Schleswig-Holsteins Politik ist jedenfalls alarmiert. Wirtschaftsminister
Claus Ruhe Madsen (CDU) forderte Windhorst am Rande einer Japanreise zum
Rückzug auf. „Ich glaube, es gibt potenzielle Investoren, aber dafür
brauchen wir den ersten Schritt von Herrn Windhorst – nämlich dass er
aussteigt“, sagte er dem NDR.
Die beiden Werften, die zu Windhorsts Tennor-Gruppe gehören, haben seit
Monaten Probleme. Sie bekommen keine Aufträge, halbfertige Schiffe können
nicht fertig gebaut werden, Gehälter wurden verspätet bezahlt. Nach Angaben
der IG Metall Rendsburg warten an beiden Standorten 120 der 500
Beschäftigten noch auf ihren Lohn für September.
Auch aus Sicht des Betriebsrates [1][liegen die Probleme bei Windhorst].
Seit Jahren bleibe er die Bürgschaften schuldig, die Kunden die Sicherheit
gewähren, dass sie angezahltes Geld zurückbekommen, sollte ihr Schiff nicht
fertig gebaut werden. Das Geld sei so knapp, dass der Tüv der Kräne nicht
bezahlt, Werkzeuge nicht geprüft und Arbeitsmaterialien nicht beschafft
werden könnten, sagt Jan Brandt, Betriebsrat bei der [2][Flensburger
Schiffbau Gesellschaft (FSG)].
Für die Kapitalknappheit spricht auch, dass die Bundesregierung Ende Juli
62 Millionen Euro Fördermittel für die FSG widerrief. Das Geld war für den
Bau von Flüssiggas (LNG)-Bunkerschiffen vorgesehen. „Leider wurde das
mehrfach zugesicherte Eigenkapital zur Besicherung der Aufträge nicht zur
Verfügung gestellt“, bedauerte damals der Koordinator der Bundesregierung
für die Maritime Wirtschaft, Dieter Janecek (Die Grünen).
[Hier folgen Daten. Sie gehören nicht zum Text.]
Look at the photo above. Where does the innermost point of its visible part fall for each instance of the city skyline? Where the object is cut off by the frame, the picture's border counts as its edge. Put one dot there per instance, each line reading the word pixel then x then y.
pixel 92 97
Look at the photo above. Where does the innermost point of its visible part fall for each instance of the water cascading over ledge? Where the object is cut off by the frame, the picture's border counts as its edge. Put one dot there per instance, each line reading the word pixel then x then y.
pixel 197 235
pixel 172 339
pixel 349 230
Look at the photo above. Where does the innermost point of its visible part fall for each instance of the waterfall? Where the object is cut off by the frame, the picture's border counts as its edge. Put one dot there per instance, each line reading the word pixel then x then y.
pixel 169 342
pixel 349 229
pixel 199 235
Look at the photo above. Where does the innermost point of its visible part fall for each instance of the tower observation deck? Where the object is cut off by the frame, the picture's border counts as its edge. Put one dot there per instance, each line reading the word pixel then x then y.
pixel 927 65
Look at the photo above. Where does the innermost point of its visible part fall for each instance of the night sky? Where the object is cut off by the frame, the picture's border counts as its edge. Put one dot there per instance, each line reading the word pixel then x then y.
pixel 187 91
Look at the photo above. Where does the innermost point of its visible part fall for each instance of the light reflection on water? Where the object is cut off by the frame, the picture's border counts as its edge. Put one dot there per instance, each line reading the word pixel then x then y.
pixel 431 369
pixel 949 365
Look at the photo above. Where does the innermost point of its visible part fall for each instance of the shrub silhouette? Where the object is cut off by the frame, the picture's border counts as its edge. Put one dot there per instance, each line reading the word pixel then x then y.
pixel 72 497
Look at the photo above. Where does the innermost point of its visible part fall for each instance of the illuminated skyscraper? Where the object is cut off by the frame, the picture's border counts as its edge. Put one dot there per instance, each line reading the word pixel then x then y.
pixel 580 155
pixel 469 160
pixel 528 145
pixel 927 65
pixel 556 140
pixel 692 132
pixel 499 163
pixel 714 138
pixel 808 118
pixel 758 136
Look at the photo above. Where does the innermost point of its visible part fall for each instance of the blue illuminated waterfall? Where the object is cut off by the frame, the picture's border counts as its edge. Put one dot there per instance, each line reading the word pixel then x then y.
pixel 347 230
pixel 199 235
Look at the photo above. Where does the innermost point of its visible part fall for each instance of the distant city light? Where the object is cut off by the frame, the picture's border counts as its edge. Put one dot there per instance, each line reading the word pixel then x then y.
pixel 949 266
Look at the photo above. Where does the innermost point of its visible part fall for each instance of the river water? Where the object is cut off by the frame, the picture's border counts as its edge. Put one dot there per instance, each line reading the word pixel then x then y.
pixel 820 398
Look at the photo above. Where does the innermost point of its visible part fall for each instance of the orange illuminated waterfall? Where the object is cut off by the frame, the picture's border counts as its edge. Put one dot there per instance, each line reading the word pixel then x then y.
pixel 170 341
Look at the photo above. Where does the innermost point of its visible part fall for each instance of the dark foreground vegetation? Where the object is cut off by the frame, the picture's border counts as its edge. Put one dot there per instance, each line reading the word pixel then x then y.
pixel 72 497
## Windhorst galt als unternehmerisches Vorbild
Windhorst galt als unternehmerisches Vorbild, weil er als Teenager im
Computergeschäft Millionen verdiente. Später machte er Schlagzeilen als er
Anteile am Fußballverein Hertha BSC Berlin kaufte. Neben den Werften hat er
[3][Ärger mit dem Ihme-Zentrum, einem Beton-Komplex] aus Wohnungen,
Geschäften und Büros in Hannover. Windhorst versprach 2019, den Koloss zu
sanieren. Jetzt läuft ein Insolvenzverfahren zu der entsprechenden
Tochterfirma, bei dem sich Windhorst im Juni einen Haftbefehl einhandelte,
weil er Auskünfte verweigerte.
In Flensburg werde regelrecht Geld verbrannt, sagt Betriebsrat Brandt: „Es
gibt Kollegen, die haben seit sechs Monaten nichts mehr gemacht.“ Lohn gäbe
es trotzdem, wenn auch oft mit Verspätung. Dass die Arbeiter bei Nobiskrug
in Rendsburg und FSG in Flensburg die Füße stillhalten müssen, ist aus
Sicht des Betriebsrats umso unverständlicher als es reichlich Aufträge an
Land zu ziehen gäbe.
Die Flensburger Werft könne bis zu einer Größe von 220 mal 32 Metern „fast
alles bauen“, sagt Betriebsrat Peter Böker. Die Werft könne im
Offshore-Geschäft nachgefragte Schiffstypen anbieten und sich auch an
Konverterplattformen für Offshore-Windparks mitbauen. „Fähren,
Spezialschiffbau, Marine, oft hochspezifische Lösungen für anspruchsvolle
Kunden, haben wir alles gekonnt und würden wir auch wieder hinbekommen“,
sagt Böker. Dafür sei ein Gesellschafter nötig, der das Vertrauen der
Banken, der Politik und der Kunden gewinnen könne.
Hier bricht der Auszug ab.